From the standpoint of practical application versatility at present among moment of semiconductor materials solid micro-and nanoelectronics can be distinguished silicon carbide - a material having an extremely broad set of useful properties: electro-optical, strength, corrosion-resistant. Wide band gap, the possibility of obtaining the material with electron and hole conductivity, high chemical stability determine the prospects for its use in devices with electron-hole transitions, capable of operating at high temperatures, with a high stability of their properties along period of for time.

The most studied system of solid solutions of silicon carbide is the (SiC)1-x (AlN)x structure. Silicon carbide (SiC) and aluminum nitride (AlN) form a continuous series of solid solutions (SiC)1-x (AlN)x with the band gap of 3.35 to 6.2 eV. The proximity of the values ​​of the lattice parameters and thermal expansion coefficients of SiC and (SiC)1-x(AlN)x produces heterostructures based on their basis with minor defects at the heterojunction.

The possibility of significant (as much) change in the band gap Eg in solid solutions of aluminum nitride in silicon carbide, as well as resistance to high temperature, radiation, chemical and mechanical effects makes these materials promising for creating solid nanoelectronics devices operating in extreme conditions.

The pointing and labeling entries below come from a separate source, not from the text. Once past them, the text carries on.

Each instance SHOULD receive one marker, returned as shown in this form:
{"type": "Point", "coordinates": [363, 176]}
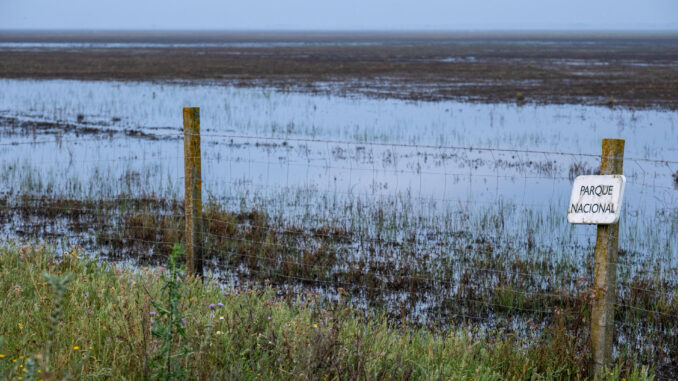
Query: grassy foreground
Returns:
{"type": "Point", "coordinates": [67, 317]}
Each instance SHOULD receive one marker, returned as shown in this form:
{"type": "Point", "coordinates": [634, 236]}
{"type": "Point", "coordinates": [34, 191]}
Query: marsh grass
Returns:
{"type": "Point", "coordinates": [241, 333]}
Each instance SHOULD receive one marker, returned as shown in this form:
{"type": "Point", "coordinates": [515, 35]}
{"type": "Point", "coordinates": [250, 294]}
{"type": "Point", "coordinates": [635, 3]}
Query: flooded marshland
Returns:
{"type": "Point", "coordinates": [437, 212]}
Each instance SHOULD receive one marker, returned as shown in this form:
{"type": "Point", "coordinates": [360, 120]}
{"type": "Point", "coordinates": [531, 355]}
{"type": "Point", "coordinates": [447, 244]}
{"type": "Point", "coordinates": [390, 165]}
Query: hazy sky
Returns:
{"type": "Point", "coordinates": [339, 14]}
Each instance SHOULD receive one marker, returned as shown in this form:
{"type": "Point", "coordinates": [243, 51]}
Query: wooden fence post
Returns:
{"type": "Point", "coordinates": [193, 188]}
{"type": "Point", "coordinates": [605, 270]}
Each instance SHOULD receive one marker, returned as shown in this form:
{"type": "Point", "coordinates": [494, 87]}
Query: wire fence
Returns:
{"type": "Point", "coordinates": [434, 235]}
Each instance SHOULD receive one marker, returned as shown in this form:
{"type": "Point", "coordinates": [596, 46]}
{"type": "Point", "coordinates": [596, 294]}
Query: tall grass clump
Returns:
{"type": "Point", "coordinates": [90, 320]}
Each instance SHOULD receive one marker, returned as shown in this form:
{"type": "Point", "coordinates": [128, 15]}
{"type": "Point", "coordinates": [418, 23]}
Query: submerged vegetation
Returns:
{"type": "Point", "coordinates": [112, 324]}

When creating microsystems for various functional purposes on the basis of composite materials the following criteria must be taken into account: crystal chemical and thermomechanical compatibility; thermal, electrical and mechanical resistance. The most important are hybrid systems, which along with silicon and other semiconductor materials used polymers, ceramics and metals. Taking into consideration possible peculiarities of their functioning (high temperatures, aggressive media, radiation) the «silicon carbide - aluminum nitride» (SiC)1-x(AlN)x combination is of great interest as the basic medium of materials science. The composition combines two wide-material, one of which - the aluminum nitride - is a pronounced dielectric and piezoelectric properties has good and the other - silicon carbide, is a wide-gap semiconductor. Both are active optically, including the ultraviolet spectrum area have a high Debye temperature and thermal conductivity, which characterizes resistance of the material to the external effects (thermal, chemical, radiation).

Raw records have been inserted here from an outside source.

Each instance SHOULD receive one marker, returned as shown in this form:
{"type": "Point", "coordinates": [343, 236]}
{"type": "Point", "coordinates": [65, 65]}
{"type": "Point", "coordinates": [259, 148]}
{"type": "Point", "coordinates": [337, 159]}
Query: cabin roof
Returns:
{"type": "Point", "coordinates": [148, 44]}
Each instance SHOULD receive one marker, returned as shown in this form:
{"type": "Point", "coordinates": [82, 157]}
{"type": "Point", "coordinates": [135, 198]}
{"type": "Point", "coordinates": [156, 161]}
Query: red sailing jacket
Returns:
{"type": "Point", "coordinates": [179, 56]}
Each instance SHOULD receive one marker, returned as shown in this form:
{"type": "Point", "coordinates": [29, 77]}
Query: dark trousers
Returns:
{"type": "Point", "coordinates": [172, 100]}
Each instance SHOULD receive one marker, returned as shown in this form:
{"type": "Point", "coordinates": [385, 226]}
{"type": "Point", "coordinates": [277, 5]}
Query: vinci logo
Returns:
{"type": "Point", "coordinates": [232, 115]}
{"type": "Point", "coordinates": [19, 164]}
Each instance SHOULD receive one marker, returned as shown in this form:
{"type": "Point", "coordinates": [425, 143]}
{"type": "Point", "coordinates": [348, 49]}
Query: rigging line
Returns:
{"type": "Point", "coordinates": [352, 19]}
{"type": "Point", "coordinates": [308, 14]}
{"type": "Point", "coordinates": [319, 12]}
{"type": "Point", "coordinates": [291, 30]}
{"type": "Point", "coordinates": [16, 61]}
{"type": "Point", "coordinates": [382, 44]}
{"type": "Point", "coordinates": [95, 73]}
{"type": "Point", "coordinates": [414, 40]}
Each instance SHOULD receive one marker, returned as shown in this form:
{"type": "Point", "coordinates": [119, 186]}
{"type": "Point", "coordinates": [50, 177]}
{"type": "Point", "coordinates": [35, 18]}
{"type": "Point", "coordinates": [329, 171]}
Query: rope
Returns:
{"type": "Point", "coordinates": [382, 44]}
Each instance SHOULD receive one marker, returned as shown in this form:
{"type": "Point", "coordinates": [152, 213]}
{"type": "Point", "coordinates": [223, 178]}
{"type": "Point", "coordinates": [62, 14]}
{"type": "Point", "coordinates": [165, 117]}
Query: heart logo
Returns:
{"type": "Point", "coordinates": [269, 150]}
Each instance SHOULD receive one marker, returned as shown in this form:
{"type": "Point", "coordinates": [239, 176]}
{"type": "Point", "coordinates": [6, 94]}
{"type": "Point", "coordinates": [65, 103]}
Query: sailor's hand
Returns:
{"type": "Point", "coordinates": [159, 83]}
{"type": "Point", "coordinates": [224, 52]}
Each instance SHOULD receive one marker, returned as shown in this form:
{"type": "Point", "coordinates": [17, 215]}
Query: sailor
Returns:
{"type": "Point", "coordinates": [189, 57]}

Thus, the above analysis showed that the thermal and electrical properties of silicon carbide and solid solutions based on it make these materials promising for the development of solid-state devices nanoelectronics.



Bibliographic reference

Kazarov B.A., Altuhov V.I., Titovsky D.L. PROSPECTIVE APPLICATION FERROELECTRIC AND SEMICONDUCTING MATERIALS IN NANOELECTRONICS. International Journal Of Applied And Fundamental Research. – 2014. – № 2 –
URL: www.science-sd.com/457-24533 (20.08.2019).